Minimal Escherichia coli cell for the most efficient production of ethanol from hexoses and pentoses

Abstract

To obtain an efficient ethanologenic Escherichia coli strain, we reduced the functional space of the central metabolic network, with eight gene knockout mutations, from over 15,000 pathway possibilities to 6 pathway options that support cell function. The remaining pathways, identified by elementary mode analysis, consist of four pathways with non-growth-associated conversion of pentoses and hexoses into ethanol at theoretical yields and two pathways with tight coupling of anaerobic cell growth with ethanol formation at high yields. Elimination of three additional genes resulted in a strain that selectively grows only on pentoses, even in the presence of glucose, with a high ethanol yield. We showed that the ethanol yields of strains with minimized metabolic functionality closely matched the theoretical predictions. Remarkably, catabolite repression was completely absent during anaerobic growth, resulting in the simultaneous utilization of pentoses and hexoses for ethanol production.

FIG. 1.

Metabolic map of E. coli central metabolic network. Deleted reactions in TCS083 are shown next to the symbol X. Listed are glucose-6-phosphate-1-dehydrogenase (PPP1, zwf), NADH dehydrogenase II (OPM4r, ndh), NAD/NADP-dependent malate enzyme (ANA2, sfcA/maeB), d-lactate dehydrogenase (FEM3, ldhA), fumarate reductase (TCA10, frdA), pyruvate oxidase (FEM2, poxB), and phosphate acetyltransferase (FEM7, pta). ETOH, ethanol.

FIG. 2.

Effect of reaction deletions on the numbers of anaerobic EMs for growth on xylose (A and B) and glucose (C and D). The bars in panels A and C specify the numbers of EMs for strains with deletions of the indicated genes. In each group of bars, the numbers of (i) total modes, (ii) modes that make ethanol, (iii) modes that produce biomass, and (iv) modes that make both biomass and ethanol are listed. The possible maximal and minimal ethanol and biomass yields for xylose (B) and glucose (D) are shown. Note that the minimal yields are pushed toward the upper theoretical limit with increasing numbers of deleted genes. ETOH, ethanol.

FIG. 3.

PCR of deleted genes for TCS083 and CT1101, with the wild type used as a positive control.
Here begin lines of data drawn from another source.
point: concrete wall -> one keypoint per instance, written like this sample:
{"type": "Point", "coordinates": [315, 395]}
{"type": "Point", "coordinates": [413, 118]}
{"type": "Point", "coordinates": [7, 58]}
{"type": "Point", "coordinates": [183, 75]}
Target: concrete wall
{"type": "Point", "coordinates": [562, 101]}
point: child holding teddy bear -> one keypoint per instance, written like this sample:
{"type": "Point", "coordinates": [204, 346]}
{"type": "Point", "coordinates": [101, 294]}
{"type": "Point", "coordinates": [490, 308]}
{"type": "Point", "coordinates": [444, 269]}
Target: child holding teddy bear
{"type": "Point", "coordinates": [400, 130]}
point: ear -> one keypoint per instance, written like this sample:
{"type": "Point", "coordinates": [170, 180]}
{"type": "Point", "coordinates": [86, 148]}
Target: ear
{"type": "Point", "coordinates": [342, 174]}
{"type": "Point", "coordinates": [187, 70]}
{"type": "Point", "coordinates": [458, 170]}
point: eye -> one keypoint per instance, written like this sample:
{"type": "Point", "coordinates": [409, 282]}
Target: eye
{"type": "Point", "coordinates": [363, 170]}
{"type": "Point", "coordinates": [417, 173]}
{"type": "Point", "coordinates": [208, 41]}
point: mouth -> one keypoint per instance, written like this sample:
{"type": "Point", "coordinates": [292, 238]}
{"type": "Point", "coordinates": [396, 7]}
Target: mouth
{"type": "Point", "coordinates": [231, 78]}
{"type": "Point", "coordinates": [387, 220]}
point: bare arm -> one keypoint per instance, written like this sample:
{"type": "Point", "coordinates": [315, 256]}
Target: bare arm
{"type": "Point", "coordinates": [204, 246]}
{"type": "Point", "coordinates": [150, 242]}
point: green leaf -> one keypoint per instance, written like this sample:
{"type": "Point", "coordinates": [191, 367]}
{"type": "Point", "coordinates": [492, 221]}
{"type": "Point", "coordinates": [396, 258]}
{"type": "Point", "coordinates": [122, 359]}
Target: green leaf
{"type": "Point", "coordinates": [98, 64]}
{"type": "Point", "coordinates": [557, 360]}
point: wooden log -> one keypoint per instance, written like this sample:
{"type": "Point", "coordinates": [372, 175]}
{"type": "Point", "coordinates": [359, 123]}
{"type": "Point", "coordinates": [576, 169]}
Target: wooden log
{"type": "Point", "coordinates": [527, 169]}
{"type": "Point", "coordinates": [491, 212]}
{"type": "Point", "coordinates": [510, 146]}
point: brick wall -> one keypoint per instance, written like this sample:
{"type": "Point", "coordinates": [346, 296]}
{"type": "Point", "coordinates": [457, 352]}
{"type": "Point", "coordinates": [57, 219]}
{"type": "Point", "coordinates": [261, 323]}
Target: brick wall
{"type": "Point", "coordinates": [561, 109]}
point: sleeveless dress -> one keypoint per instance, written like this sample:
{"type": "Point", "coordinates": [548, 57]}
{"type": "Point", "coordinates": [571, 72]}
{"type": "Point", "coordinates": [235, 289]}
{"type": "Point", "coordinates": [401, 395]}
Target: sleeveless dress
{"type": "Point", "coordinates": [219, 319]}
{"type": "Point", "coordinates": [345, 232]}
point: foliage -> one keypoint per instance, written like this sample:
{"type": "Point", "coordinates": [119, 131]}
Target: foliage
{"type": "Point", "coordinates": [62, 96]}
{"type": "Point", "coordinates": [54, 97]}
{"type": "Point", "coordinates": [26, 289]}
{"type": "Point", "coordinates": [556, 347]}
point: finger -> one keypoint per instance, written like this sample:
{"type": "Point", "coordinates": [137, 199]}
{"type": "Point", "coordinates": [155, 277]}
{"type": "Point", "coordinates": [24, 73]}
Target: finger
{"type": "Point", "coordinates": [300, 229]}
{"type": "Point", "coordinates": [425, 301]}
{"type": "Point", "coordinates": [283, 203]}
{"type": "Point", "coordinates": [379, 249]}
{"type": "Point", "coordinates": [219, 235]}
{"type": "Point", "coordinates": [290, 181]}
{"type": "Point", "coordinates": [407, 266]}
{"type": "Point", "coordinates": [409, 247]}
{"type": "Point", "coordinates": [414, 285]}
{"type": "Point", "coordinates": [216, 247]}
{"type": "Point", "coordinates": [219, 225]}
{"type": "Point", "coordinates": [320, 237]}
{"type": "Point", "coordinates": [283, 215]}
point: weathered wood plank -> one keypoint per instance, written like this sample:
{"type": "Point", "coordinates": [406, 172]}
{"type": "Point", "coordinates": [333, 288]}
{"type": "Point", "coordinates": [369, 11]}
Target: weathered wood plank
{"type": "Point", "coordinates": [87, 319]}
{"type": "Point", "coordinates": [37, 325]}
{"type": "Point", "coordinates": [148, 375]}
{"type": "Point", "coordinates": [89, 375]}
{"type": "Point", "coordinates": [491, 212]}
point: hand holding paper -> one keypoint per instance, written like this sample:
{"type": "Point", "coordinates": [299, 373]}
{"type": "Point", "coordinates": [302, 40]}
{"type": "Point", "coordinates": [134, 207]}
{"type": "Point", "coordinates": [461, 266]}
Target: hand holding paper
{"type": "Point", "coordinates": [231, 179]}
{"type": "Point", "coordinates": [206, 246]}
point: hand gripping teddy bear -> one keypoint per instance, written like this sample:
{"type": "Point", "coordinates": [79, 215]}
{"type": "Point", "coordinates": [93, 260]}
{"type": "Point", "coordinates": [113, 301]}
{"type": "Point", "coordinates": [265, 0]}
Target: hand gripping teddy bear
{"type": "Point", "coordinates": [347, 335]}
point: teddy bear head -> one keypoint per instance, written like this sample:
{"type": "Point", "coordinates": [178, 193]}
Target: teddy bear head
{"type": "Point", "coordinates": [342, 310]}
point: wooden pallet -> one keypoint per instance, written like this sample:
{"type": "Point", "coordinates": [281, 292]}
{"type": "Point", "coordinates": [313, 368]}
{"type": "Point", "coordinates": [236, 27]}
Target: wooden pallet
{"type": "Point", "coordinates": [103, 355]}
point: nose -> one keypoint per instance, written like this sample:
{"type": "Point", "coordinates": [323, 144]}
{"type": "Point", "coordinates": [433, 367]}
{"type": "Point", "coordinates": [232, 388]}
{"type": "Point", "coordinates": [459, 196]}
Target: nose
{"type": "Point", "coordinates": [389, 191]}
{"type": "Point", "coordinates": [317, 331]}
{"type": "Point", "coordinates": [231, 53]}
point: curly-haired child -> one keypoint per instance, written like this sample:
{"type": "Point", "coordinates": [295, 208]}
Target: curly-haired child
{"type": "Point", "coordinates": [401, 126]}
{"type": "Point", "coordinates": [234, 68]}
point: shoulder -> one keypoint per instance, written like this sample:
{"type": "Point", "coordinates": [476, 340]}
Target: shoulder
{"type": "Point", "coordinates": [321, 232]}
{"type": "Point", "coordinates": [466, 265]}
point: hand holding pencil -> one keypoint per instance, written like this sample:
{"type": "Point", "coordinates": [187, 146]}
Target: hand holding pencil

Panels A and C show deleted genes tested for TCS083, including zwf, ndh, sfcA, maeB, ldhA, frdA, poxB, and pta. Panels B and D display deleted genes tested for CT1101, including zwf, ndh, sfcA, maeB, ldhA, frdA, poxB, pta, glk, manX, and ptsG. For each gene tested, the left lane shows the location of an amplified gene for the wild type and the right lane for the mutant. A shift to a smaller band size occurring in a lane of a mutant indicates that the tested gene is deleted. The arrow in each lane points to the location of the expected band size.

FIG. 4.

Time profiles for glucose, xylose, cell dry weight (cdw), and ethanol for the wild type (upper three panels) and mutant TCS083/pLOI297 (lower three panels). The strains were anaerobically cultivated in controlled 10-liter bioreactors where they were sparged with nitrogen. The initial sugar concentration was 80 g/liter. In an experiment with mixed sugars, 40 g/liter of each sugar was provided. Note that the figure shown is representative of a single-batch bioreactor run of duplicate experiments and that each data point represents the mean ± standard deviation of three independent measurements.

FIG. 5.

Time profiles for glucose, xylose, cell dry weight (cdw), and ethanol for mutant CT1101/pLOI297 growing on a sugar mixture (lower panel) (see the legend to Fig. 4 for growth conditions). The relationship between consumed xylose and consumed glucose is shown for anaerobic growth (upper left panel) and aerobic growth (upper right panel) for the wild-type MG1655 and mutant strains TCS083 and CT1101 and a 1:4 initial mixture of strains TCS083 and CT1101.

FIG. 6.

Growth characteristics of different E. coli strains, including BL21 MDS42, MG1655, TCS062, and TCS083. (A) Specific growth rates. (B) Biomass yields on glucose. (C) Acetate yields on glucose. The experiments were conducted in baffled shake flasks containing defined medium supplied with various pentoses and hexoses under aerobic conditions. Each value represents the mean ± standard deviation of the results of triplicate experiments.